主力品が自分を証明したあとは、計算が反転します。いくら稼ぐか分かっているからこそ、処方は所有する値打ちを持ちます。所有は供給の安全と、移る自由と、製品の進化を御社が握ることをもたらしますし、事業がいつか評価されたり売却されたりするとき、数えられるのは御社が所有しているものです。よくある順序は妥協ではなく戦略です。共有の処方で広く立ち上げ、何が所有に値するかを学び、それから所有するのです。

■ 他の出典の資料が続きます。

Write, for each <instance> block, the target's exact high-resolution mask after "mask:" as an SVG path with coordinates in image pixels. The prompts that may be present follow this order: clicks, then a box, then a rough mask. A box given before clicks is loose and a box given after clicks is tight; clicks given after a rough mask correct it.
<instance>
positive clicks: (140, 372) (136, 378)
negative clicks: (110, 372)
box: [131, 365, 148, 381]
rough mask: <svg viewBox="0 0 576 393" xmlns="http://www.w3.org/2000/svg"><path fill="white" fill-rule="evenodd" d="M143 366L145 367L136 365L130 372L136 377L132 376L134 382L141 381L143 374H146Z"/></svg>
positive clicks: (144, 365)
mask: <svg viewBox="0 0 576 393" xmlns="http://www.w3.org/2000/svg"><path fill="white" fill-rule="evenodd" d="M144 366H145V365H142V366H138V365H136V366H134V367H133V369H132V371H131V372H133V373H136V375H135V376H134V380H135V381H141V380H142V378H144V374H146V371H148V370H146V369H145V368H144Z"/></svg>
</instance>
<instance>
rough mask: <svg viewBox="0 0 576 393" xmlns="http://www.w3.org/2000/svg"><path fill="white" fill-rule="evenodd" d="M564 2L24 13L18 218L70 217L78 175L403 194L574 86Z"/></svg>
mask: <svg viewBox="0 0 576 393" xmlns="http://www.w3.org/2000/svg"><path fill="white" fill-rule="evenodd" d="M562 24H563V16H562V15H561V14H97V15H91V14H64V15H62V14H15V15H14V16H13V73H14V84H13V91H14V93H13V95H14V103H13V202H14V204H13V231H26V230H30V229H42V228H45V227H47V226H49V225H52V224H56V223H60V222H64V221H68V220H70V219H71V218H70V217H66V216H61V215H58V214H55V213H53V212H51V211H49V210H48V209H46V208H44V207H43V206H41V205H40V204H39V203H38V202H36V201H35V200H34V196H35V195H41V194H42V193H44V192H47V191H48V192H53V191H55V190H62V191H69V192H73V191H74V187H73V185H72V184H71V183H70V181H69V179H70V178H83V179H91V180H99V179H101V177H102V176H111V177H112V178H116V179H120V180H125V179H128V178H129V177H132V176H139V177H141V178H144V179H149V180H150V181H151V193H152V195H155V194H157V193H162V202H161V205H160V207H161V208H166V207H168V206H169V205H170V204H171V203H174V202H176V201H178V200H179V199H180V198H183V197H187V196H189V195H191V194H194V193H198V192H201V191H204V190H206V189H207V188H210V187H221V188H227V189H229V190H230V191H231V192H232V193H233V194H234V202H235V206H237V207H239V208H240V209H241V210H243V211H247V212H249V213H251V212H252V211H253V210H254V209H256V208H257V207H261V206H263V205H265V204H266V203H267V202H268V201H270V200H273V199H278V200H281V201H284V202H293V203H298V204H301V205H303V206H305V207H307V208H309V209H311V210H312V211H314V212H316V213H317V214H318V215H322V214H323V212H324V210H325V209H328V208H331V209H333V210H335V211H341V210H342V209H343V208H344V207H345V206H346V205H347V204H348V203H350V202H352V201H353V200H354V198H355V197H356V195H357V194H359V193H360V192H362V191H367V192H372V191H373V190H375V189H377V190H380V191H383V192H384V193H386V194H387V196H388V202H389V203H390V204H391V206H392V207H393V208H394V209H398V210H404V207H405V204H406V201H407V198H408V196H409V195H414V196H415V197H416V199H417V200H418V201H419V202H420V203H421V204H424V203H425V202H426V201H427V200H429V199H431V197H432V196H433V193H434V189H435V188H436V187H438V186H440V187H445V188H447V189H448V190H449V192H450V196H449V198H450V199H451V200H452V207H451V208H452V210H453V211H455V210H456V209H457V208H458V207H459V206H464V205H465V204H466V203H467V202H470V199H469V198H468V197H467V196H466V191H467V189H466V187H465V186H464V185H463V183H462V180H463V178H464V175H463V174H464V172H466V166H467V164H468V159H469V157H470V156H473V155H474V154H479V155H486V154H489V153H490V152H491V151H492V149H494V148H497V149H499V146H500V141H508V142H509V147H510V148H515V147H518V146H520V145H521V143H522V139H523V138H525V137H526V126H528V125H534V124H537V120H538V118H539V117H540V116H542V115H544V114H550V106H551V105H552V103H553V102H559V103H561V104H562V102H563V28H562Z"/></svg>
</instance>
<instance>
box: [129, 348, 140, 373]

間違いはどちら向きにも起こります。主力品がとっくにそれ以上を受けるに値していたのに何も所有していない、あるいは何も証明されないうちに全部を所有してしまう。

よくあるご質問

プライベートブランドの製品の処方を、買い取ることはできますか。

できることもありますが、ブランドが期待するほど多くはありません。多くのブランドに供給されているベース処方は、そのうちの一社に売られることがふつうはありません。ほかの顧客の足元から同じ資産を売ることになるからです。現実的なルートは、そのベース処方の独占的な派生版か、売れ方のデータから学んだことで開発する新しい処方です。どちらにしても早めに尋ねてください。その答えが、後の選択肢の形を決めます。

製造先を変えるとき、実際には何が一緒に動きますか。

契約が動くと書いたものが動き、黙っていては、ほとんど何も動きません。プライベートブランドの関係では、動くのはたいてい製品の外側です。商標、デザイン、契約が御社に割り当てた金型です。処方とその試験の履歴はふつう残ります。処方を所有している場合は書類の束が移りますが、その場合でも、製品を工場間で移すこと自体が一つの技術案件であって、宅配便で送るようなものではありません。

時間の経過とともに加えられた改良は、誰のものになりますか。

何を合意したかで完全に決まります。だからこそ、想定ではなく契約に入れるべきものです。原料の置き換え、工程の調整、防腐系の更新といった生産の一生のあいだの変更は積み重なり、いま流れている版と御社が所有している版が同じ書類ではなくなることがあります。改訂がどう記録されるのか、それが御社の所有に付くのか製造側のノウハウに付くのかを、最初の一件が起きる前に尋ねてください。

独占的な派生版は、処方を所有するのと同じことですか。

違います。変更は御社の独占になりうる一方、その土台のベース処方は製造側のものであり続けますし、御社の派生版の独占は、ほかのブランドが同じベース処方から自分の派生版をつくることを止めません。それでこの取り決めが罠になるわけではありません。ただ、全体の上に物語や事業価値を築く前に、自分がどの層を所有しているのかを知っておくべきです。